Pero Israel ha ofrecido
ya en el pasado que a cambio de las zonas donde vive el grueso de la población
judía de los asentamientos, los palestinos reciban territorios del Israel
soberano, igualando superficies intercambiadas. Cabe recordar que lo ofrecieron
jefes de gobiernos más centristas que Netanyahu..y que tampoco ellos llegaron a
nada…y no por no haberlo intentado.
Eso no quita, sin
embargo, que veamos con esperanza la posibilidad de que tras las elecciones del
17 de marzo en Israel, se forme un gobierno que combine plena firmeza en temas
de seguridad, con un enfoque plenamente abierto al diálogo con los palestinos.
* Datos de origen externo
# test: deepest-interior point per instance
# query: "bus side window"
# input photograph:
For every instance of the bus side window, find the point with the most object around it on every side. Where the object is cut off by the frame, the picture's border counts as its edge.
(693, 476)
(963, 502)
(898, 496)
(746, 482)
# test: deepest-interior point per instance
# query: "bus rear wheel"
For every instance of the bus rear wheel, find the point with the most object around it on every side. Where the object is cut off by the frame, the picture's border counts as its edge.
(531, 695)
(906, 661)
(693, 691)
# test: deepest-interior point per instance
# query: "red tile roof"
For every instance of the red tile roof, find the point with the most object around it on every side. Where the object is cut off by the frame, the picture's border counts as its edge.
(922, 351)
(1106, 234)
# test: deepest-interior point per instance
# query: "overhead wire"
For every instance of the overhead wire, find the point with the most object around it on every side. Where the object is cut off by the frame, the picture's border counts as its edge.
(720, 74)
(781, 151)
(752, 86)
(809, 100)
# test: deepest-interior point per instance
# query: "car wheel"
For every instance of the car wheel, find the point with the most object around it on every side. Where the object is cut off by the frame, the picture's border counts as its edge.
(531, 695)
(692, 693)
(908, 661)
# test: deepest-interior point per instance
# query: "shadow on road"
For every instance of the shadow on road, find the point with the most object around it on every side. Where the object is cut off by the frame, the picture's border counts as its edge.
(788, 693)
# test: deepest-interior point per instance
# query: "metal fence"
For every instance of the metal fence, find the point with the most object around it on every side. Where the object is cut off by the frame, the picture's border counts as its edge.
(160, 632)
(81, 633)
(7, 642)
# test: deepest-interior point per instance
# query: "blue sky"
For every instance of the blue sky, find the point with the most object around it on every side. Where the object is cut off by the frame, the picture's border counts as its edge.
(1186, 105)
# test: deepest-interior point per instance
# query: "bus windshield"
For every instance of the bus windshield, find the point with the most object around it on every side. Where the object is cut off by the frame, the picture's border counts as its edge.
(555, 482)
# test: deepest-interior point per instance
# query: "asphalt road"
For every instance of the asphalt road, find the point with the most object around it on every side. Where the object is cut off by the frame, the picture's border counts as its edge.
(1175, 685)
Pensamos en un gobierno que actúe con mayor sabiduría política que el actual,
que hable menos y haga más, que vaya a la ofensiva diplomática y sepa ir un
paso más adelante que los palestinos..Si los convence que negocien en forma
auténtica en lugar de buscar presiones internacionales sobre Israel, sería
ideal. Y si no, al menos que sepa mostrarlo.
Y mientras los palestinos
parecen seguir creyendo que ganan si colocan a Israel en situación incómoda a
nivel internacional, en lugar de comprender que sólo en negociaciones
conseguirán algo concreto y palpable, es bueno recordar algo de lo que no dicen
a la ONU.
Como por ejemplo…que
por más decisiones que tome el organismo internacional, no habrá paz mientras
continúe la incitación. No habrá paz mientras gente como el Ministro para
Asuntos de Presos, Issa Karake, diga que el pago de una multa determinada por un
tribunal israelí a un terrorista, por haber matado a un civil israelí y su
hijito de un año y medio ,»equivale a quitar legitimidad a la resistencia
palestina».
Tampoco mientras un
asesor oficial del Presidente Abbas diga que «toda nuestra tierra ocupada volverá
a nosotros, aunque lleve tiempo», en referencia al territorio que incluye
al estado de Israel soberano. Mahmud al-Habbash, asesor presidencial para
Asuntos Religiosos e Islámicos y Juez Supremo en tema de Sharía (ley religiosa
islámica), dijo ya en octubre último que aceptar la existencia de Israel está
prohibido por la ley islámica. «Toda la tierra de Palestina es waqf (A.J: un bien islámico al que no hay
derecho a renunciar) y es bendita..Está prohibido vender,transferir propiedad o
facilitar la ocupación de un milímetro siquiera de ella», dijo el asesor,
según informó el periódico palestino «Al Hayat al-Jadida el 22 de
octubre».
Tampoco servirán de nada
los acuerdos, si en una publicación palestina, distribuida cada dos semanas
como agregado al periódico oficial palestino ya citado, se glorifica
terroristas y a la víctima de un atentado palestino-el rabino Yehuda Glick, que
resultó gravemente herido en un intento de matarle, a fin de octubre-se lo
presenta como una víbora.
Y ni que hablar de todo
lo que pasa en Gaza, bajo gobierno de Hamas, donde siguen construyendo túneles
y fabricando cohetes, donde sigue habiendo demasiados extremistas convencidos
de que les conviene comenzar la cuenta regresiva hacia la próxima guerra.